When Trump says “When Mexico sends its people, they’re not sending their best. They’re sending people that have lots of problems. They’re bringing drugs. They’re bringing crime. They’re rapists.” it is not only an idiotic misstating of reality, it is bad for America because it excites fear. People are already afraid, for their jobs, for their kid’s job prospects, and I think, in the back of everybody’s mind is the spectre of Climate Change, so fanning that fear, finding and blaming scapegoats, as a way to get votes smacks of being ungentlemanly at the very least.

While it may seem unAmerican, in that way Trump is not any different than classic American fascists like the proNazi Father Charles Coughlin in the 1930s. The problem is that hate mongering breeds conviction and self-righteousness, not only in the gullible listener but the cynical liars become believers, believing their own vile bullshit, stoking their own fire. When somebody of Trump’s stature and fame says bigotry is OK, that it moves the bar of acceptable behavior, Jeb! seems benign when he suggests almost the same thing in a more acceptable way.

But when Trump says he wants “a total and complete shutdown of Muslims entering the United States” and when a governor, like Bobby Jindal or John Kasich issues an unenforceable executive order preventing Syrian refugees from coming to their state, it is worse than unAmerican, it is antiAmerican.  It is aiding and abetting the enemy and I don’t say that lightly. Trump et al are are smart enough to know that what they say they want, would create the same segregated and isolated  conditions that are causing Europe so much trouble. What we do better than anybody, is assimilate our immigrants – although it is a low bar – and it is in our best interest to keep doing so.

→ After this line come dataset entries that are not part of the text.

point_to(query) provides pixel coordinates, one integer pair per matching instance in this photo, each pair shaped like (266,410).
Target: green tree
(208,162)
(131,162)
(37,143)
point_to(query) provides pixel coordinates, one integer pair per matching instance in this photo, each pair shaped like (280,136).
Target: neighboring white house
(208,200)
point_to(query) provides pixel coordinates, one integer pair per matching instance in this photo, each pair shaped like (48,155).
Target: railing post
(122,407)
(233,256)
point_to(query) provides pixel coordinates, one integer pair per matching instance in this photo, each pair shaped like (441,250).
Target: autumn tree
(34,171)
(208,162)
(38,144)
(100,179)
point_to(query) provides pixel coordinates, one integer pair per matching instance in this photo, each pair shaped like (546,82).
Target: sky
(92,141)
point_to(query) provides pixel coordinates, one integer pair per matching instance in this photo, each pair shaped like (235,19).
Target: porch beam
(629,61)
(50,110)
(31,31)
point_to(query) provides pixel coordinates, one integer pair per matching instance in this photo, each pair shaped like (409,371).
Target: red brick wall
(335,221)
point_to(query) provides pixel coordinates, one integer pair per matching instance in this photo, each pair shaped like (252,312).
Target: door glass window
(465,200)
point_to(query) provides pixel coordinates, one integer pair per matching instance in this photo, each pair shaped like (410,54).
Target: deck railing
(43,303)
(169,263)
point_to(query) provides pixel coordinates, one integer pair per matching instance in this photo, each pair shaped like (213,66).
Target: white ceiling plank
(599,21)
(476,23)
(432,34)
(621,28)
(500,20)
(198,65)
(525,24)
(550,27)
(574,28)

What Trump et al say they want are more the conditions that make jihadis in the first place. That hurts more than our liberal sensibilities, it makes our world more dangerous.

4 thoughts on “Fear mongering

  1. Trump’s fear-mongering is not only un-American and a devious manipulation of the electorate, it’s extremely dangerous for America’s image abroad. When Muslims around the world watch TV and began to think the USA is going to close its doors to them, it may reach a tipping point for their radicalization. Ditto for Muslims already living here (who might be on the fence about embracing ISIL’s murderous ways).
    Trump’s sinister fear-mongering of a frightened and not-well-educated American electorate borders on treason.
    At least the other Republican leaders have come out against him on this issue. Even they see how dangerous it is (not only to America, but to the Republican chances of winning the general election).
    Unfortunately, fear-mongering has been successful in the past with catastrophic results (Hitler and McCarthy are prime examples).

    Hopefully, the American public will come to it senses and remember that our country was founded on the principles of freedom and tolerance rather than The Donald’s divisive bigotry and fear.

  2. What I’m seeing is the same fear mongering that got George Bush his second term. We as a nation have survived many extremist groups, but this time it feels bigger. Maybe it’s the internet, maybe it’s faux news. I still have faith that good sense will prevail. But, then there was Bush’s first term win and his second term win… sometimes I have hope and sometimes I don’t.

    1. I don’t remember that, Linda. I do remember Kerry, an actual war hero, being denigrated for his service.